Data-centric XAI-driven Data Imputation of Molecular Structure and QSAR Model for Toxicity Prediction of 3D Printing Chemicals (3D 프린팅 소재 화학물질의 독성 예측을 위한 Data-centric XAI 기반 분자 구조 Data Imputation과 QSAR 모델 개발)

  • ChanHyeok Jeong;SangYoun Kim;SungKu Heo;Shahzeb Tariq;MinHyeok Shin;ChangKyoo Yoo
    • Korean Chemical Engineering Research
    • /
    • v.61 no.4
    • /
    • pp.523-541
    • /
    • 2023
  • As accessibility to 3D printers increases, there is a growing frequency of exposure to chemicals associated with 3D printing. However, research on the toxicity and harmfulness of chemicals generated by 3D printing is insufficient, and the performance of toxicity prediction using in silico techniques is limited due to missing molecular structure data. In this study, quantitative structure-activity relationship (QSAR) model based on data-centric AI approach was developed to predict the toxicity of new 3D printing materials by imputing missing values in molecular descriptors. First, MissForest algorithm was utilized to impute missing values in molecular descriptors of hazardous 3D printing materials. Then, based on four different machine learning models (decision tree, random forest, XGBoost, SVM), a machine learning (ML)-based QSAR model was developed to predict the bioconcentration factor (Log BCF), octanol-air partition coefficient (Log Koa), and partition coefficient (Log P). Furthermore, the reliability of the data-centric QSAR model was validated through the Tree-SHAP (SHapley Additive exPlanations) method, which is one of explainable artificial intelligence (XAI) techniques.
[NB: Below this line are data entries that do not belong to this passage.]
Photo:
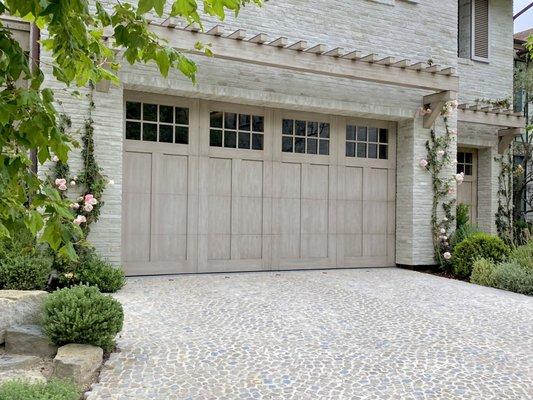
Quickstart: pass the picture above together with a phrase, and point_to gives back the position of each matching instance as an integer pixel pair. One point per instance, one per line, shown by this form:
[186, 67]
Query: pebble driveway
[338, 334]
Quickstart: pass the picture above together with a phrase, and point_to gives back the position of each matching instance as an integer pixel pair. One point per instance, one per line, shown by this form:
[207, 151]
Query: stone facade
[369, 26]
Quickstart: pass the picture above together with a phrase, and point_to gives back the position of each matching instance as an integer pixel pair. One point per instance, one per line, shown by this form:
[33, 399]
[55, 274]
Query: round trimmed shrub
[24, 271]
[81, 314]
[479, 245]
[483, 273]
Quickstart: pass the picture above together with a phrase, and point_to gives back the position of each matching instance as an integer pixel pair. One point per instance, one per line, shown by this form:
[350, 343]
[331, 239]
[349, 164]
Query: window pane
[286, 144]
[166, 133]
[300, 128]
[244, 140]
[257, 141]
[166, 114]
[215, 138]
[312, 129]
[230, 139]
[150, 132]
[383, 151]
[383, 136]
[133, 110]
[182, 135]
[373, 135]
[361, 133]
[133, 130]
[361, 150]
[324, 130]
[288, 127]
[299, 145]
[150, 112]
[244, 122]
[350, 149]
[258, 123]
[323, 148]
[215, 119]
[312, 146]
[182, 116]
[372, 150]
[230, 121]
[350, 132]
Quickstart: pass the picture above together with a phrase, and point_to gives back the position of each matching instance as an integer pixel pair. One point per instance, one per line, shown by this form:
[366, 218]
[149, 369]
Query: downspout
[35, 35]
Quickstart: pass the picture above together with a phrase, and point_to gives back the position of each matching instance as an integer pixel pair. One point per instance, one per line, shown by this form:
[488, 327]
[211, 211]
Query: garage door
[214, 187]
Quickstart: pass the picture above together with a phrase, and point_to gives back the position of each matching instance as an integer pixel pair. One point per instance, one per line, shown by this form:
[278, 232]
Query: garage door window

The proposed imputation method based on the MissForest enlarged approximately 2.5 times more molecular structure data compared to the existing data. Based on the imputed dataset of molecular descriptor, the developed data-centric QSAR model achieved approximately 73%, 76% and 92% of prediction performance for Log BCF, Log Koa, and Log P, respectively. Lastly, Tree-SHAP analysis demonstrated that the data-centric-based QSAR model achieved high prediction performance for toxicity information by identifying key molecular descriptors highly correlated with toxicity indices. Therefore, the proposed QSAR model based on the data-centric XAI approach can be extended to predict the toxicity of potential pollutants in emerging printing chemicals, chemical process, semiconductor or display process.